Rather than depressing his readers, Tripp see’s our limitations as a powerful entry point towards trusting the one who is in control in such a broken down world.
Part Two is all about Doing.
Determine to love
Examine your legacy
This back half is all practical. Tripp gives 3 pages of examples of ways you can actually love others; from being willing to live with an open house to being willing to endure tense and uncomfortable situations lovingly.
He suggest that to live with an eye fixed on grace is actually a battle we have to fight in a world that is saturated in merit.
And he calls us to seek to break down the walls in our lives between ‘ministry’ and the ‘rest of life’. “Remember, in this broken-down house that we all live in, every room of life is at the same time a forum for ministry. You will never face a day that is not filled with ministry need and opportunity. The questions are, Are your eyes open to the need, and Are you capturing the God-given opportunities?”

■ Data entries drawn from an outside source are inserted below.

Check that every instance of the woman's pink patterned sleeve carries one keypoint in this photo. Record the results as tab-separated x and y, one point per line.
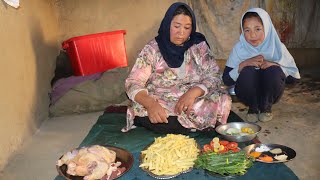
140	73
210	70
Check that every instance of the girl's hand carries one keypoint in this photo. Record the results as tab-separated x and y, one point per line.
187	100
254	61
267	64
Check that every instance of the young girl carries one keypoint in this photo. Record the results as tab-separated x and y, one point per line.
259	65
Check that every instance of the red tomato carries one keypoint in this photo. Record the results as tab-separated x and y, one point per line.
211	144
235	150
224	143
226	149
232	145
207	148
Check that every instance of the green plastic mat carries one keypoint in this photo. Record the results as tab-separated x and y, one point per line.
107	130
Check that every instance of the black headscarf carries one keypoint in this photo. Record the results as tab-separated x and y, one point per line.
173	54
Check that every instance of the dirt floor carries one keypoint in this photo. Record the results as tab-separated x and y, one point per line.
295	124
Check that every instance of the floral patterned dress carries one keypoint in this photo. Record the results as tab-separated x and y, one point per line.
152	74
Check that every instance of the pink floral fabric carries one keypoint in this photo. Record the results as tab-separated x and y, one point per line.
151	73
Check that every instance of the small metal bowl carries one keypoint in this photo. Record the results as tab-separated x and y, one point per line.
221	129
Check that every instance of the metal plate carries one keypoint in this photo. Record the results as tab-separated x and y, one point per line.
122	155
162	176
285	150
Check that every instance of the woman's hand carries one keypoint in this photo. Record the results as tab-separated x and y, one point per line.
156	112
254	61
187	100
266	64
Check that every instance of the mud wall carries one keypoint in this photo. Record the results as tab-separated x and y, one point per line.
28	48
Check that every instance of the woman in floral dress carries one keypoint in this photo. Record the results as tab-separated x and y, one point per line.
175	85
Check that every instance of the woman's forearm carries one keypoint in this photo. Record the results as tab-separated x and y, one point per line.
144	99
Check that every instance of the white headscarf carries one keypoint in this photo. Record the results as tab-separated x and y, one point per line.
272	49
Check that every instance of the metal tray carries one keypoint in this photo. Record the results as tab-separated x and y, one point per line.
285	150
161	176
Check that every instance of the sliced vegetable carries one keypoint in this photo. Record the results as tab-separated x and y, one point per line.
255	154
224	164
207	148
266	158
232	145
235	150
225	143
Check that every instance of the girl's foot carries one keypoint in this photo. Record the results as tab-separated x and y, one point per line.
252	117
265	117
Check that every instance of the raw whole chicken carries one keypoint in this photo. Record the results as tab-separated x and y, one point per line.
91	162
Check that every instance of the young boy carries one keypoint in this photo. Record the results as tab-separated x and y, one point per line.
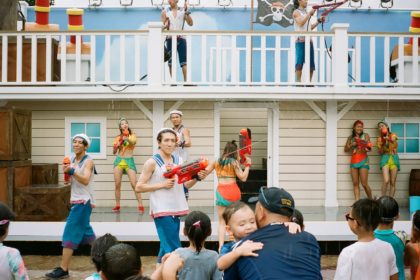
11	262
368	258
389	213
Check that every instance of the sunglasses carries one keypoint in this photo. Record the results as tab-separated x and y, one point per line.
349	218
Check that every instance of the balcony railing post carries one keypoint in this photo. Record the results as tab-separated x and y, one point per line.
155	51
340	54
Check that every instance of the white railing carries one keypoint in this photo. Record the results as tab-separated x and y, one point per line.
214	58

There were not a lot of new ideas in this book for me. But it is helping me see that I have doubted God’s plan of restoration. I have felt more of the broken down nature of both my life and my world and it’s just left me flat.
To engage the heart we need a vision and a mission and to be honest the best vision and mission is right there in the pages of scripture. It is right there in the life, death and resurrection of Jesus. It is honest about our world and hope filled about our future.